Выбрать главу

Да–а, продавать надо поскорей этот самородок, в наличные обратить металл.

11

Самородок он решил не тревожить, а зубило вторично не полировать. Взять с собой кусок, продать, рассчитаться, выяснить серьезность партнера. На встречу прийти минут на тридцать раньше и издали, где–либо притаившись, проследить за домом, обстановкой.

С этими мыслями шагал контрабасист Бебенин мимо многоэтажных домов по пустынной вечерней улице будничного дня. Подъезд он выбрал заранее по памяти, удобный подъезд: кто бы к дому ни шел – все будет видно…

Беда заключалась в том, что именно этот подъезд облюбовал для аналогичной цели Гришка Ерутов, доверенный техник, знаток уголовного мира, недоказанный валютчик, недоказанный подпольный торговец драгоценным металлом.
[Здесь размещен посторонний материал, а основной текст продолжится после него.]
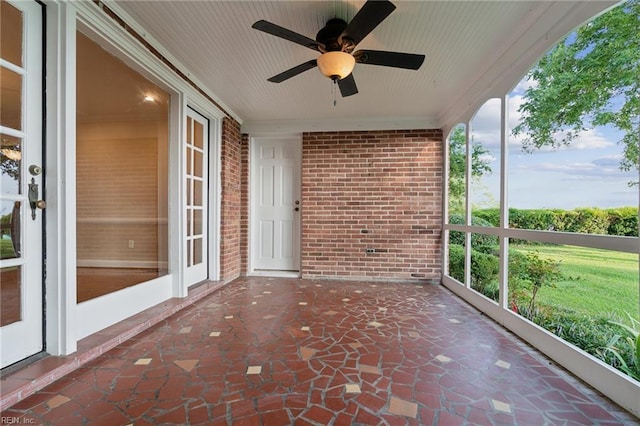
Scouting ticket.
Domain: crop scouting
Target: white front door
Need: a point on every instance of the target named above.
(196, 149)
(22, 178)
(275, 204)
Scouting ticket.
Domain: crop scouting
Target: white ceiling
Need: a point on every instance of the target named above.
(471, 48)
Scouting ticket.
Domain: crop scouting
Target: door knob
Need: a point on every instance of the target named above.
(34, 202)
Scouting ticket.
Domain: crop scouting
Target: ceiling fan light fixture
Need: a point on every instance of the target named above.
(336, 65)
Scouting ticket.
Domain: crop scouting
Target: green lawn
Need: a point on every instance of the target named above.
(6, 249)
(596, 282)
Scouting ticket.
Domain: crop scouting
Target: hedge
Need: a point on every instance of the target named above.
(621, 221)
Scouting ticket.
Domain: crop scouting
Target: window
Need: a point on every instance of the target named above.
(122, 174)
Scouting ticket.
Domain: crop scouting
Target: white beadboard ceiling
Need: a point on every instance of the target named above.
(472, 48)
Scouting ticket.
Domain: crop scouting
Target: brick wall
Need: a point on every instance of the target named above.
(244, 205)
(231, 200)
(378, 190)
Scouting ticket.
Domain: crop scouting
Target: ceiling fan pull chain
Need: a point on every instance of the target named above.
(334, 83)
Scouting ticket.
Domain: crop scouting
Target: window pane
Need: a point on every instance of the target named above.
(11, 295)
(456, 255)
(10, 99)
(485, 265)
(121, 222)
(485, 161)
(11, 230)
(581, 187)
(576, 293)
(198, 135)
(10, 163)
(457, 171)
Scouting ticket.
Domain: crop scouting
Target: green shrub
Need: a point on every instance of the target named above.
(538, 219)
(491, 216)
(623, 221)
(456, 262)
(484, 273)
(457, 237)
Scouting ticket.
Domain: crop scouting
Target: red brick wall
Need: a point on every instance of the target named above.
(230, 204)
(244, 205)
(380, 190)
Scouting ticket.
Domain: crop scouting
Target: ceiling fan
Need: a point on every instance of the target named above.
(336, 42)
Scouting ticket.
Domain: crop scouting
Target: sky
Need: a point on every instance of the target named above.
(585, 174)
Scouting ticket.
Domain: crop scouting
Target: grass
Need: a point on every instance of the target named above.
(6, 249)
(596, 282)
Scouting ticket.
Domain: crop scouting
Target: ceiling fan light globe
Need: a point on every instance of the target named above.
(336, 65)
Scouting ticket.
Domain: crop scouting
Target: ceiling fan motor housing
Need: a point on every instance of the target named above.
(329, 36)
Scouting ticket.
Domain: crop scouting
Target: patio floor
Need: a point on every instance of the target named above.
(275, 351)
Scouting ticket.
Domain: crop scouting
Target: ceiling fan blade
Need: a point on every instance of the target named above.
(368, 17)
(285, 75)
(348, 86)
(286, 34)
(409, 61)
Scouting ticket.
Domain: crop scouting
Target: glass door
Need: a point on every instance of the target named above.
(22, 180)
(196, 149)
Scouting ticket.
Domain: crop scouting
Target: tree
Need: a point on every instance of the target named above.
(457, 166)
(591, 78)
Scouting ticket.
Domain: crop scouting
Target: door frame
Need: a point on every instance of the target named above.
(28, 333)
(200, 272)
(64, 318)
(294, 138)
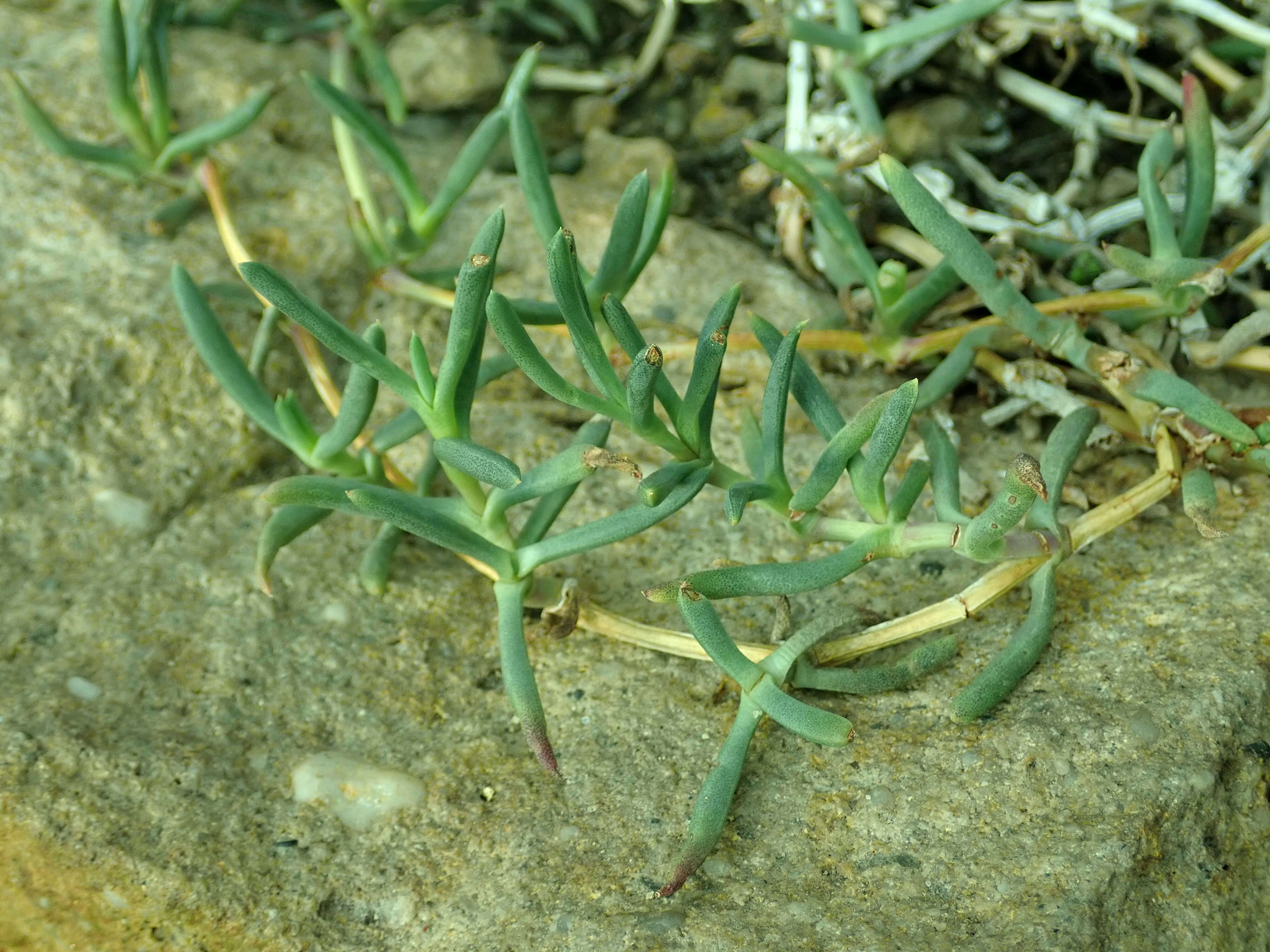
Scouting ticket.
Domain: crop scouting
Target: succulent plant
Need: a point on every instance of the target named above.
(133, 44)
Он должен был по заданию Юрия Сергеевича «определить» клиента на улице, а через десять минут войти «случайно» в дом, чтобы при сделке уже окончательно оценить.

…Оглянувшись через поднятый воротник пиджака, Беба вступил в полумрак подъезда, прижался к стенке, выглянул на улицу и сунул руку в карман за сигаретами. И в этот момент… В этот момент он увидел уставленные на него в упор глаза черноволосого человека, прическа ежик с сединой и челюсть одинокого волка. Несколько мгновений они в упор смотрели друг на друга, и для Бебенина вечностью были эти мгновения. По высшему наитию все понял Беба, обо всем догадался.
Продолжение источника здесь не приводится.